This doesn't take away your other point: unsupportive environments. Socio-economically disadvantaged kids are truly disadvantaged.



Your argument proves that PhD qualifying exams are crap because it’s a generalised argument against testing, not a specific one against multiple choice tests.

It’s perfectly possible to write good tests, ones with good reliability and validity. If the test is good teaching to the test is not a problem.


> Standardized testing leads to teaching to the test, and the tests need to be easily gradable, so we teach kids how to take tests that represents content in a mannor that is a mile wide but an inch deep.

Not true, the test could be arranged in other ways depending on the goals. I've taken one standardized suite of test, after 12 years of schooling, and the questions were quite deep enough.

The limited number of questions you can cram into six hours per subject meant that the math test could contain only one task in statistics, one in geometry, and so on; with luck you could do well while lacking in some areas. That would be a gamble though.


As a former math teacher in a disadvantaged area, I'm going to have to stick to my original statement. It could be different in other regions of the world, but, in the US, because funding is based on test scores, and teachers are required to teach the test concepts, whether students are ready for them or not. Students have to cover so much material in a given time period. For many, the time to truly "get" the material is not there. They can memorize something, test on it, move on. The fact that some students are capable of getting through this and learn or retain information does not mean it is a good method of doing things.

As a practical example why multiple choice can be unfair: a student could understand that solving for the roots of a parabolic curve (quadratic equation) could model the landing point of a ballistic projectile. They could understand the difference of squares method to solving quadratics, factoring, solving linear equations, etc. But a simple arithmetic mess up (they add instead of subtracting on one step even though they wrote a subtraction sign) leads to the wrong answer.
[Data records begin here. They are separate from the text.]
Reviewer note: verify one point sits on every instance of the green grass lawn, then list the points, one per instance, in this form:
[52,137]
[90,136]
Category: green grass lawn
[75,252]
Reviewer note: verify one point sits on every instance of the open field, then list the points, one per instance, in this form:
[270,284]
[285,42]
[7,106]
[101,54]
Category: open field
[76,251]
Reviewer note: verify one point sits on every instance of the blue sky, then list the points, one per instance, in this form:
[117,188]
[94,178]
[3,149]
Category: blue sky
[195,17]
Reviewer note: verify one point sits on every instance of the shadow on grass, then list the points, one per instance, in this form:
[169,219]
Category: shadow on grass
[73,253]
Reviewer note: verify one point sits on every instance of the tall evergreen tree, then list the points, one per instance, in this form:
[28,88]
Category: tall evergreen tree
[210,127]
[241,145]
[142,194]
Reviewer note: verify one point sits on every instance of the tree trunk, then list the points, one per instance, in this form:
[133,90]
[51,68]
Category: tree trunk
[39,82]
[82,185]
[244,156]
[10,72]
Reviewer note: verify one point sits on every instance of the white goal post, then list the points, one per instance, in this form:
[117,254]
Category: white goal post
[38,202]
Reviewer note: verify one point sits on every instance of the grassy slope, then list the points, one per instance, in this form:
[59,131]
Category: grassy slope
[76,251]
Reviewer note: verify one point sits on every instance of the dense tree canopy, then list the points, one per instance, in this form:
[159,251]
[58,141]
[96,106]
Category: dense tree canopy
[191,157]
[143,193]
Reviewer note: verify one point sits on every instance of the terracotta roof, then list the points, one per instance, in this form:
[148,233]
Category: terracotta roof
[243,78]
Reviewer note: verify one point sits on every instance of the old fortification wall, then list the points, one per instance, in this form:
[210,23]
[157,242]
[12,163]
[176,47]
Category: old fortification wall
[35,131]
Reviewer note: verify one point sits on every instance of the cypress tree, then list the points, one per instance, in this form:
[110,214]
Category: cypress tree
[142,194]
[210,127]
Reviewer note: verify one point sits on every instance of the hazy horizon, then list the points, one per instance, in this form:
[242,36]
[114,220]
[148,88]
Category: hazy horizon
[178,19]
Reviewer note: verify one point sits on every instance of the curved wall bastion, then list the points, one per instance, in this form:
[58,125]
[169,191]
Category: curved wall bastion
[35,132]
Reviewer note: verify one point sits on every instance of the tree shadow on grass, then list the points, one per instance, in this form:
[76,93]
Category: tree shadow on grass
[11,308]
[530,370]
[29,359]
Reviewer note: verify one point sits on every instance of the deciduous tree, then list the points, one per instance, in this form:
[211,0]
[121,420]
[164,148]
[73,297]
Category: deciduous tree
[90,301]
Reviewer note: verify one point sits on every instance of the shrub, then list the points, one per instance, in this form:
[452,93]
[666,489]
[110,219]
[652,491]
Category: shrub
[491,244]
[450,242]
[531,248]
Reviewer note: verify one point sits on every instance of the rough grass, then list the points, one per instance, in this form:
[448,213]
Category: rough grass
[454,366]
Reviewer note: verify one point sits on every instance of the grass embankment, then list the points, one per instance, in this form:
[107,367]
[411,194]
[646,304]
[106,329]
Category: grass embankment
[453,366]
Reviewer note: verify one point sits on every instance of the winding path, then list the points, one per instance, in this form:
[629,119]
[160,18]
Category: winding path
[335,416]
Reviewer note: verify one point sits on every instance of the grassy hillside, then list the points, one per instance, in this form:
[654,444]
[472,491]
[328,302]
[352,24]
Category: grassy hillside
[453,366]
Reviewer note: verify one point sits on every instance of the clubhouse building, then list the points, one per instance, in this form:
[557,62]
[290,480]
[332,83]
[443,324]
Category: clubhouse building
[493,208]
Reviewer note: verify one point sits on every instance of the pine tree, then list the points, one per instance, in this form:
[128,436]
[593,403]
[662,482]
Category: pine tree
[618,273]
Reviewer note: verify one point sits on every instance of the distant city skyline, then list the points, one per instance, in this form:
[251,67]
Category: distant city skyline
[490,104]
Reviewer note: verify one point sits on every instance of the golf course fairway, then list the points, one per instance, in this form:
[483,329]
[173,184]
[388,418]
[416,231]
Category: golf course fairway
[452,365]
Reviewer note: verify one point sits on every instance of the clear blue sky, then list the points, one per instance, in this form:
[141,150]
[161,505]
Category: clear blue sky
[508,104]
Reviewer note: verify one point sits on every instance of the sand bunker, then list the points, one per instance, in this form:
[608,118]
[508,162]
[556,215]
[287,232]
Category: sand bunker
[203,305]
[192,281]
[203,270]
Because it is a multiple choice test and because test makers have seen this same error before, the wrong answer the student found is one of the multiple choice solutions. Boom. Zero credit on that question. This failed to measure the student's understanding. How do you get around that? More questions with more nuances.
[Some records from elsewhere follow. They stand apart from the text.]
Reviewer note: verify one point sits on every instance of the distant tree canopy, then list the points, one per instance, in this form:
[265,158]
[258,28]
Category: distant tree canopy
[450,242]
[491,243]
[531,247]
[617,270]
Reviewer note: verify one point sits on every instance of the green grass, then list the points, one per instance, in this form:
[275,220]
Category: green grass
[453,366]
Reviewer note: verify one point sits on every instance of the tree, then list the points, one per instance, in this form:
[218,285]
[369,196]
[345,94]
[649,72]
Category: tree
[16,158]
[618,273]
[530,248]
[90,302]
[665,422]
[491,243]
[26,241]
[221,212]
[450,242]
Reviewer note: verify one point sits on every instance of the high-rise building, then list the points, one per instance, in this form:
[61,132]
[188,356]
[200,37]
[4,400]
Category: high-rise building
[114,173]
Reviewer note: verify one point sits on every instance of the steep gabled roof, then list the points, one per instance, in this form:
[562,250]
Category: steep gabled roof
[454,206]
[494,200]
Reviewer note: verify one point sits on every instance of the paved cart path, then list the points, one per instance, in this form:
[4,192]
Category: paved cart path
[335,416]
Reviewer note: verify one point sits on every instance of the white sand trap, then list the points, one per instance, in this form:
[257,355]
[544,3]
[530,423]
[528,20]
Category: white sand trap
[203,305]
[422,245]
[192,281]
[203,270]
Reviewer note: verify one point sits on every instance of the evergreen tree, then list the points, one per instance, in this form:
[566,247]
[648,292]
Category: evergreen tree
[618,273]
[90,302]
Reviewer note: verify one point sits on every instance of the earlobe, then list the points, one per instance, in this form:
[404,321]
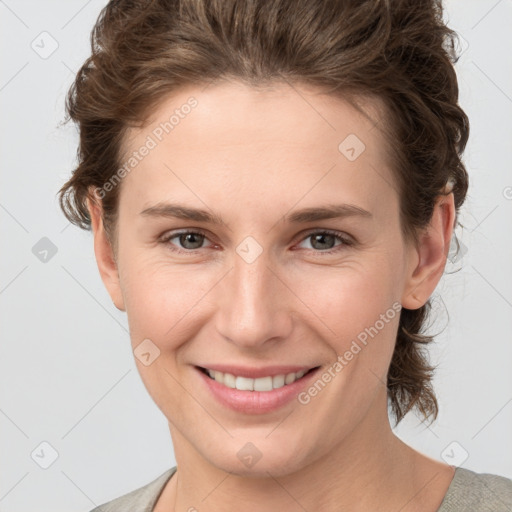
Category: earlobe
[104,253]
[428,258]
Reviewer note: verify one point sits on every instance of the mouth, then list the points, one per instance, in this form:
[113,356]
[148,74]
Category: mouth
[263,384]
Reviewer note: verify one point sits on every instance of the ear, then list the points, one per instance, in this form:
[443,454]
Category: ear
[105,258]
[428,256]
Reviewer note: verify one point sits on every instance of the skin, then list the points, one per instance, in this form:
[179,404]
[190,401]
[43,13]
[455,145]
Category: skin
[254,156]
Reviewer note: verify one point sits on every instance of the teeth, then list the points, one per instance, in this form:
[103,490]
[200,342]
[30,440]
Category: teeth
[260,384]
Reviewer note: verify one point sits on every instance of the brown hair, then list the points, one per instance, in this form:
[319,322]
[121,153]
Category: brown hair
[397,50]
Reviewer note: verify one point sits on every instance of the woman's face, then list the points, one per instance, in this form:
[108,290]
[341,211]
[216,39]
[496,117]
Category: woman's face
[258,288]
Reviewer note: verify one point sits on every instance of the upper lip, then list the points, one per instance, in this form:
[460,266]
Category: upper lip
[253,372]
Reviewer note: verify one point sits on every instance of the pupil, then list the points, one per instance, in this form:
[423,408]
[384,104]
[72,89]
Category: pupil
[186,239]
[330,238]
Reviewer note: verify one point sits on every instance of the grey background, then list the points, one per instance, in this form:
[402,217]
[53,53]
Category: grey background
[67,375]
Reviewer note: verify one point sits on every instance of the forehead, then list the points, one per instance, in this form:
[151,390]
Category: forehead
[280,141]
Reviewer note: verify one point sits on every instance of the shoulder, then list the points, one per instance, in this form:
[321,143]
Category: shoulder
[478,492]
[142,499]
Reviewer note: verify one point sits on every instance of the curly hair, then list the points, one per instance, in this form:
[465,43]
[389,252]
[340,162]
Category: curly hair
[399,51]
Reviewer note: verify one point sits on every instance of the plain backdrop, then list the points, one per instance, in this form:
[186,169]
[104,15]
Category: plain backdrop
[70,395]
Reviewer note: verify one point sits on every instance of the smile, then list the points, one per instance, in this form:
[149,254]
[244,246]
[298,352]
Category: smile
[267,383]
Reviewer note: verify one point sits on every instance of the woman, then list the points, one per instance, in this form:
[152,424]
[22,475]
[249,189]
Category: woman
[272,188]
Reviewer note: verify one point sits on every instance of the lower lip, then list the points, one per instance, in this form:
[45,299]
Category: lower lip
[256,402]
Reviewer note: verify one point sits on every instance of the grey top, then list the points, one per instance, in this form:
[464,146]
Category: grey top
[468,492]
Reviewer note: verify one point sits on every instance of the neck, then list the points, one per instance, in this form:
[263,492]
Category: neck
[371,469]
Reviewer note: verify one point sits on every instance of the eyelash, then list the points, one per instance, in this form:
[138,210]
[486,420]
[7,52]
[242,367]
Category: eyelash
[346,241]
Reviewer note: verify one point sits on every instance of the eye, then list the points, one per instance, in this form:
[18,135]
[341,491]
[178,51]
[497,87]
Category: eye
[325,241]
[322,241]
[189,241]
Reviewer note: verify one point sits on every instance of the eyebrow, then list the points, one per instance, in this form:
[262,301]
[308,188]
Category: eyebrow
[313,214]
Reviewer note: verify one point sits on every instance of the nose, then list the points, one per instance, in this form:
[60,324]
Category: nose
[253,304]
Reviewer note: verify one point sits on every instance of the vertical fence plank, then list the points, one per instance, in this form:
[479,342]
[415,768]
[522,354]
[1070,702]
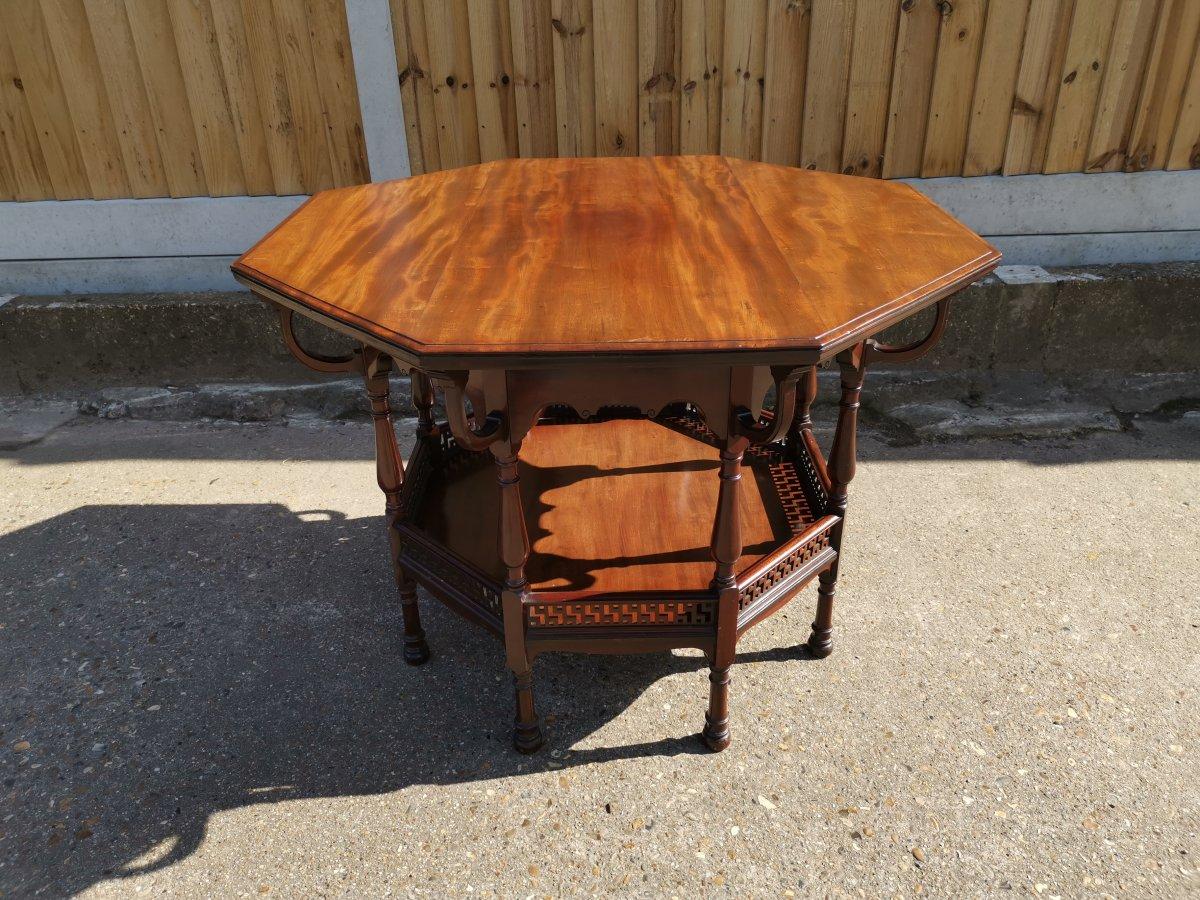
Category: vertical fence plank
[453,78]
[42,87]
[270,85]
[870,85]
[491,55]
[1037,84]
[658,77]
[241,93]
[1122,79]
[744,63]
[954,79]
[616,77]
[702,24]
[339,89]
[1162,95]
[75,54]
[299,71]
[171,112]
[785,71]
[21,154]
[192,27]
[127,99]
[827,84]
[911,83]
[991,111]
[1071,125]
[1185,151]
[411,35]
[533,61]
[575,85]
Can you get signal on student understanding from multiple choice tests? Sure. Is it good? Depends on the test and it is hard to write good tests.


I tried to suggest that different goals could mean a different test setup. Instead of a multiple choice test after each course you could have a proper test after a longer period, where grading would consider in the full solution / essay.
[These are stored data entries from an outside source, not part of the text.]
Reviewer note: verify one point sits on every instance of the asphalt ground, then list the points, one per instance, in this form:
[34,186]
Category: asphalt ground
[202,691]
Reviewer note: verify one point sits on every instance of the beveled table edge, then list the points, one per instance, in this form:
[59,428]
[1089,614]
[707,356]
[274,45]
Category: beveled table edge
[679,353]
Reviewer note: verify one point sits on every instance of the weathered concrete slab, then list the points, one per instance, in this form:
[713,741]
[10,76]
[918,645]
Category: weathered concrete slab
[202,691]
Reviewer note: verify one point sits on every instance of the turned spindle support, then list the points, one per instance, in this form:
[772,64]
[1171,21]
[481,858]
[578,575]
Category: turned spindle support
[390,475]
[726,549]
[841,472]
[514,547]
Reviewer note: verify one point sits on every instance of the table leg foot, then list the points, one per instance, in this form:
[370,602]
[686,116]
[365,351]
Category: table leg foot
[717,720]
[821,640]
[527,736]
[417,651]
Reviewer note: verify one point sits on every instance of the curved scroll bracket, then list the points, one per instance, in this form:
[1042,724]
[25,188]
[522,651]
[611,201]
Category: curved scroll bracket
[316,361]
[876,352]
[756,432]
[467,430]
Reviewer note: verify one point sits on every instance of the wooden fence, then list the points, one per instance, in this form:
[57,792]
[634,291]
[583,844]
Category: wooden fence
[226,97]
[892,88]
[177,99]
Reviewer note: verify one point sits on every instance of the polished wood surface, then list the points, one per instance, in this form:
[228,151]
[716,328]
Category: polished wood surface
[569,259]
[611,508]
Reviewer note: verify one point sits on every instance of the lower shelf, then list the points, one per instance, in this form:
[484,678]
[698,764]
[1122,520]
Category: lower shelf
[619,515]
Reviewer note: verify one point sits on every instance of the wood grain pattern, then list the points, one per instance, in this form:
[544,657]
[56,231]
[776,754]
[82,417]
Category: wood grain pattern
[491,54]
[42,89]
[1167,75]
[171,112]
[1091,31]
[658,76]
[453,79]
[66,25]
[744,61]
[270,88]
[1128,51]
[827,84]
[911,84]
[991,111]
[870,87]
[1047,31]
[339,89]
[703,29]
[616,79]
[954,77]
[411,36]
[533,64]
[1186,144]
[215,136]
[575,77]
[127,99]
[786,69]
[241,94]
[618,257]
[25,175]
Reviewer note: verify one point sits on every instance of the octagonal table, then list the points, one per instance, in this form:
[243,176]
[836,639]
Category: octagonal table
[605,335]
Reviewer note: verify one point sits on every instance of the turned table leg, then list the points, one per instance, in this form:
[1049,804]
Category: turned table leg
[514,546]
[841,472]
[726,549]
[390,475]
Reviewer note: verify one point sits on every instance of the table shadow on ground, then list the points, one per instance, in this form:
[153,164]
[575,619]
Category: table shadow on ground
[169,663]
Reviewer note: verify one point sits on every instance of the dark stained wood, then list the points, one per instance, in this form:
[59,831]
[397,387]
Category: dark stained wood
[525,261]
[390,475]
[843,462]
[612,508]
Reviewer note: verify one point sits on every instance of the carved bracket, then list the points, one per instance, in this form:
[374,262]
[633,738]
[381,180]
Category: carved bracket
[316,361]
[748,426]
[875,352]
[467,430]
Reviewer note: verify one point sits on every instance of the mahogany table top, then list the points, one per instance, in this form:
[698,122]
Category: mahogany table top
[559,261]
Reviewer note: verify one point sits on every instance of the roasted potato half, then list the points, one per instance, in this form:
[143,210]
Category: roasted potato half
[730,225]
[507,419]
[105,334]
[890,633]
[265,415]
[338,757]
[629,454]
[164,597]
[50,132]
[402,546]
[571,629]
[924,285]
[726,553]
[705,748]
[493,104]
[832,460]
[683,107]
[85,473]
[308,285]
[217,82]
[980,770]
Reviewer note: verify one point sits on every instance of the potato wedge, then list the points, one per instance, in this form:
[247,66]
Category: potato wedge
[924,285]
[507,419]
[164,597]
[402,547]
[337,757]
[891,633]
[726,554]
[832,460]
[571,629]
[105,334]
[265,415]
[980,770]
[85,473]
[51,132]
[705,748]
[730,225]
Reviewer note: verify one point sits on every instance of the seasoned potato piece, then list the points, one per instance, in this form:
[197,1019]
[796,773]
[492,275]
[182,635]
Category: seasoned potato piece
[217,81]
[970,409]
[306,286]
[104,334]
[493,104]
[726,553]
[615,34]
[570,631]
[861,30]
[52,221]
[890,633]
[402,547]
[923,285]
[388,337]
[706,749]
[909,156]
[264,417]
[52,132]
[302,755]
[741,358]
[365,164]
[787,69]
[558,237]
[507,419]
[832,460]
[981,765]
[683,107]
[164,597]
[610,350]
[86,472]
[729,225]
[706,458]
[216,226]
I understand that it may be incompatible with the current US practice, but I don't see why each test should be standardized. Locally arranged course exams with a common state/nationwide final exam with proper grading resources should be enough as far as I see.


I do think it is worth drawing a distinction between college and K-12 though. In college students are there by their own choice, and colleges choose who they admit, and if students are paid when they succeed on tests they have a strong and immediate incentive that doesn't exist for them in K-12.

There is no necessary reason that tests have to be on a strict time schedule. Imagine instead that testing is offered continuously throughout the year, and a small fee is collected from both the school and the student for taking the test, which is refunded along with the payout if the student succeeds. Then there would be a reason to avoid taking testing before the student has a good handle on the material.

I think that testing serves different functions depending on the context, the binary signal of whether someone has a degree or not from some random university doesn't really measure deep understanding either. It makes sense for a teacher to measure the fined-grained understanding of their students it order to figure out what they most need help with, but maybe it is less important for determining when their level of skill and knowledge is above the threshold where they should be given a degree or credential.